Near-surface geophysics is often defined as the application of geophysical methods to investigate shallow (upper few tens to hundreds of meters) subsurface properties and processes. In the energy sector, where exploration depths extend to about 5 km, 1 to 2 km depths of investigation are relatively shallow, and less than 1 km is very shallow. This special section considers geophysical methods and data analysis approaches to better understand properties and processes, at these relatively shallow depths, as they relate to renewable energy resource characterization, monitoring, and production.
The range of contributions in this special section highlights the breadth of exploration needs in the renewable energy sector that near-surface geophysics can meet. For example, Pradhan et al. call attention to the importance of understanding induced fracture patterns in enhanced geothermal systems (EGS), in which water heated by latent crustal heat is extracted via opened or newly created fractures. EGS requires careful site characterization before and high-resolution imaging and data analysis after inducing fractures (a.k.a. enhancement). The authors present coda wave interferometry as an approach to monitoring changes in fracture patterns, which are incredibly difficult to predict and image, by utilizing late-arriving seismic scattering waves to detect small changes in the fracture network at the EGS Collab Experiment in South Dakota, USA.
A detailed understanding of subsurface structures is very important for offshore wind development. Caselitz et al. present a fast, high-resolution, 3D seismic survey approach that improves upon 2D seismic surveys in terms of data resolution, quantitative interpretation, and acquisition efficiency. Such improvements aid in estimating soil properties and building ground models necessary for wind farm design. The authors offer example results from Ten Noorden van de Waddeneilanden Wind Farm Zone off the coast of the Netherlands.
Rovetta et al. offer a compelling look into the future of computational geophysics through application of quantum computing to the challenge of deep-target seismic imaging in the presence of near-surface complexities. The resultant phase and amplitude residuals from a near-surface structure are analyzed in the context of a specialized quantum annealing process that exploits quantum superposition and tunneling to avoid well-known inefficiencies in traditional optimization-based approaches to stack-power maximization of seismic gathers.

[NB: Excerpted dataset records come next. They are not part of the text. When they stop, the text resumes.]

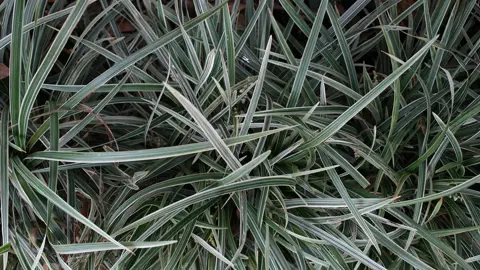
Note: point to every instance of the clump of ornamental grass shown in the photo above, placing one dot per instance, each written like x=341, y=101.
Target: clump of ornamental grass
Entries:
x=201, y=135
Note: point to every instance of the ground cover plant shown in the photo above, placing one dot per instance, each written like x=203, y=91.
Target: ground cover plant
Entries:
x=240, y=135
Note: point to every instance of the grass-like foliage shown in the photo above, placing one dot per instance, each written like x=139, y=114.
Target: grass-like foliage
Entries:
x=240, y=135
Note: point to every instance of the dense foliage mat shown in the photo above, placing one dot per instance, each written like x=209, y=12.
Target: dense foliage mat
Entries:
x=240, y=135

In their method, residuals are instead quantified by a discrete quadratic model with a hybrid solver that utilizes both classical and quantum optimization.
Addressing the challenge that anthropogenic clutter mapping poses in derisking exploration and characterization of previously developed sites, Mukherjee et al. demonstrate a novel application of artificial intelligence (AI) technology to magnetic field data. In contrast to target reconstruction via traditional inversion or trial-and-error curve fitting, the authors show how an AI workflow not only is capable of recovering the location and distribution of subsurface clutter but also offers a scalable framework for cases where the number of targets is large.
Lastly, Zhao et al. present a case study from the Tarim Basin, China, where near-surface complexities — similar to those found in the Arabian Peninsula and the Andes of South America — define a need for advanced seismic data acquisition and analysis to minimize uncertainty in deep reservoir characterization. To that end, they describe progress in four key areas: constrained near-surface tomography, long-offset acquisition for improved turning-ray tomography, finite-frequency wavefront tomography as an alternative to full-waveform inversion, and development of a comprehensive velocity model combining both diving and reflected seismic waves. They demonstrate how these concepts, applied in the Tarim Basin, can be utilized elsewhere in the world.